9/23/08

Counselor by Victor Giannini Excerpt

Here's a tiny excerpt from my novel, Counselor.

It's from the end of Chapter 1, Karate Never Works:

“Look, behind that dumpster,” I said, a perfect zombie. “A fox.”

“A fox?” Barry laughs. “Dude, are you serious? A real live fox, right here, right now? In Brooklyn?”

A bottle shatters across the rear windshield. My trance flows away with the slimy glass. Frank is bubbling and fuming, and closing in. I turn the key, then turn my eyes back to the mythic alley. Of course, she’s gone.

“Dude, you’re losing it,” Barry said, half joking.

We spin the tires and peel away, leaving Frank and his sad waitress to their diner. The rhythmic pulse of dirty light bathes us as I follow signs toward the highway. Already the night feels invasive, like the purple, star-swollen, sky threatens to drip down and absorb us. Hapless morons coated in the aether slime, pulled screaming into the cosmos, to be rent and torn amongst hungry, alien gods.

Never mind that.

Like schoolboys losing the cops in a secret trail, we rocketed on. Blissfully ignorant of the strange new lives we were racing toward, unaware that we left something of our once true selves behind.
****
Every moment preceding a cataclysm is significant. You look back and tabulate every instance, every action, every breath taken. Because if you’re less than thrilled with the outcome, you can’t help but imagine what factor you could have changed. Anything to gum up the works, throw the odds in your favor.

Looking back, now aided with the vision of cyclopean fate, I can only wonder how each piece fits in our story. The fox ghost. The angry chef. What could I have done differently? Had I not fallen under the fox’s sway, would things have turned out as they have?

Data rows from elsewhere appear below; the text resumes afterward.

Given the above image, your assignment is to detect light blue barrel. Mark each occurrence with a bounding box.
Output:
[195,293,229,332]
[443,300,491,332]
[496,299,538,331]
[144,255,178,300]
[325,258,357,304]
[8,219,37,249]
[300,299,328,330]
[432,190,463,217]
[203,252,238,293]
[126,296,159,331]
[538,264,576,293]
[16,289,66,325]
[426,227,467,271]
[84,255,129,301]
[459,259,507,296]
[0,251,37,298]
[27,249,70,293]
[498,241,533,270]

What if I’d stayed and fought? Spent just a few more precious moments, bobbing, weaving, and being battered? Would that small fragment of time have aligned the wheels of fate in our favor?

And what of Barry? Did he act perfectly, or was there some glitch in the system that allowed him to fall onto the path he unwittingly did?

Whatever the variables, and they are terrible and many, it’s impossible to ignore the fact that, taken as a whole, every sentence uttered, every action taken, every thought indulged, had one, undeniable sum.

Whether it was the will of fate, or the absurdly grotesque math of existence, I’ll never know whether things could’ve turned out better, or god forbid, worse. And then of course, there’s that third possibility.

The creepiest of all.

That maybe, just maybe, we deserved exactly what we got.